BioKier completed a four-week clinical study with BKR-013 (L-glutamine in colon-targeted, sustained-release capsules) in Type 2 diabetes patients, who were already being treated with approved anti-diabetes drugs. This study was supported by an NIH SBIR grant.
Fourteen (14) patients were enrolled in the triple-blind, cross-over study conducted at Pennington Biomedical Research Center in Baton Rouge, LA, with Dr. Kishore Gaddy as principal investigator. Each patient underwent two four-week treatment periods separated by a four-week washout period. All patients received both placebo and BKR-013 capsules in random, blinded order. Twelve (12) patients completed both arms of the study and the data were evaluated.
The most significant and encouraging result of the study was an improvement in insulin sensitivity in patients who were insulin-resistant, after the BKR-013 treatment period compared to the placebo treatment. Three patients were insulin-sensitive at the time they were enrolled into the study. Of the nine (9) insulin-resistant patients, 6 demonstrated significant improvement in insulin sensitivity. In those six patients, a lowering of fasting glucose and insulin was also observed. Additionally, in subset of patients there was lowering of fasting and postprandial triglycerides.

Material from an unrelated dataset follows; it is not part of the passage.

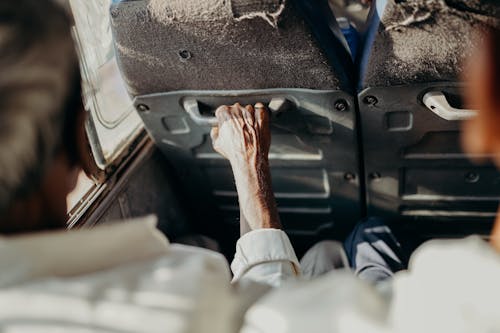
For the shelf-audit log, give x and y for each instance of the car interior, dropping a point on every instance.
(371, 129)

HOMA IR (a measure of insulin resistance) improved from 2.86 to 1.67 (n=6) in responders, which compares favorably to 2.75 to 1.27 (n=10) in HOMA-IR in diabetes patients after bariatric surgery (Diabetes 55:2025–2031, 2006).

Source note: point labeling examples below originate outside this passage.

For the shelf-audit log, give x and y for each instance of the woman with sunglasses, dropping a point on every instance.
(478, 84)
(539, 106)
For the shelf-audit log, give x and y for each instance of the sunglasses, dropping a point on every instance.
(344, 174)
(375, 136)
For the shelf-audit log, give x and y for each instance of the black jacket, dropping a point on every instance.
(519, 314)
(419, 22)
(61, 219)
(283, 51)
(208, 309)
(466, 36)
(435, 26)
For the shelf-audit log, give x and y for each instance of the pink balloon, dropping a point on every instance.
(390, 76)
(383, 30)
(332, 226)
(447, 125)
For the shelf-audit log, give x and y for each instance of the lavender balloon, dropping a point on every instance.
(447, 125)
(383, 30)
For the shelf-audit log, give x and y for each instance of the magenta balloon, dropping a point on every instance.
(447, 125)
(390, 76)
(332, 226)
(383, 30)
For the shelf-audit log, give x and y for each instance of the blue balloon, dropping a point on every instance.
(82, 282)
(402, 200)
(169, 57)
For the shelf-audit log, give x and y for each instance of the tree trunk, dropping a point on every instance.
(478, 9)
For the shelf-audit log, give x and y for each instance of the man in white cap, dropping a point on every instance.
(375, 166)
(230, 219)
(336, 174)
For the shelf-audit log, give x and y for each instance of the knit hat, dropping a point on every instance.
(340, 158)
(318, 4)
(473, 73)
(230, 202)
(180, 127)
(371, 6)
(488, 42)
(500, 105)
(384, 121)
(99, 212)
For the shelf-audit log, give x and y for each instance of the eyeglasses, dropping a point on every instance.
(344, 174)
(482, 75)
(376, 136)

Effects of 4-week treatment with BKR-013 on insulin resistance (HOMA-IR) in individual subjects. Subjects are grouped into three groups: insulin-sensitive (diagonal lines bars), responding insulin-resistant (solid bars), and non-responding insulin-resistant (checkered bars).

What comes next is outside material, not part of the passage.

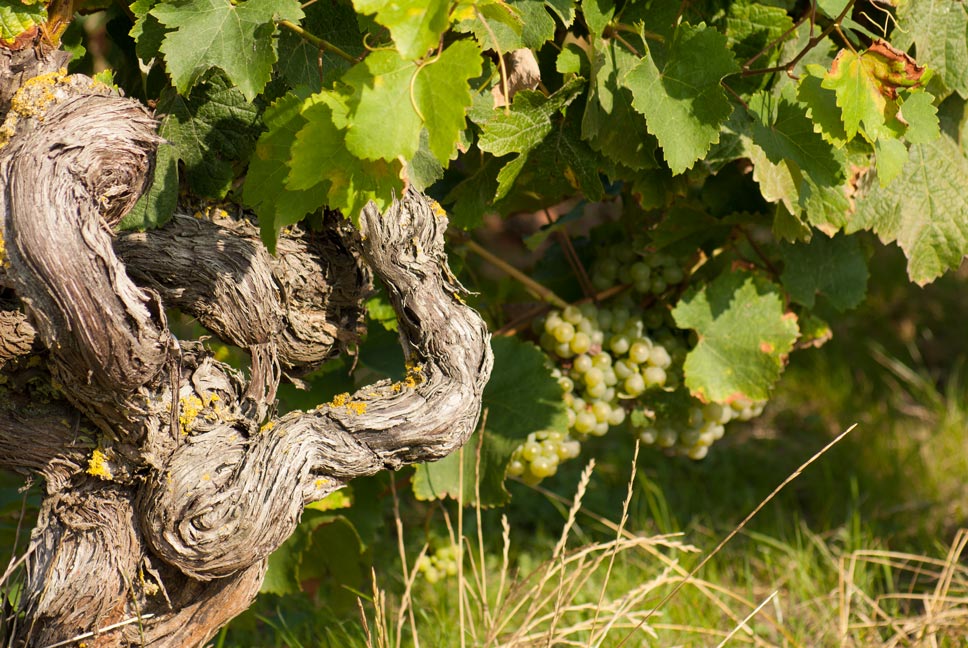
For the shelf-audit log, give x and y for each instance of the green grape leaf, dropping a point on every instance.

It was also observed that the acute effect of L-glutamine in stimulating acute GLP-1 secretion, necessary to maintain long term benefits of this treatment, diminished over the time of treatment. Based on published scientific results, it is hypothesized that this developed because repeated delivery of L-glutamine to the colon resulted in an increased utilization of L-glutamine by colonic bacteria and/or colon wall.
This observation, and the known long-term effects of colonic butyrate on improvement in glucose control, suggests that butyrate would be the preferred active ingredient for chronic regulation of glucose. For this reason, BioKier has developed a colon-targeted, sustained-release butyrate tablet, BKR-017, to be tested in diabetes patients. BioKier has received SBIR funding from NIH to support this study.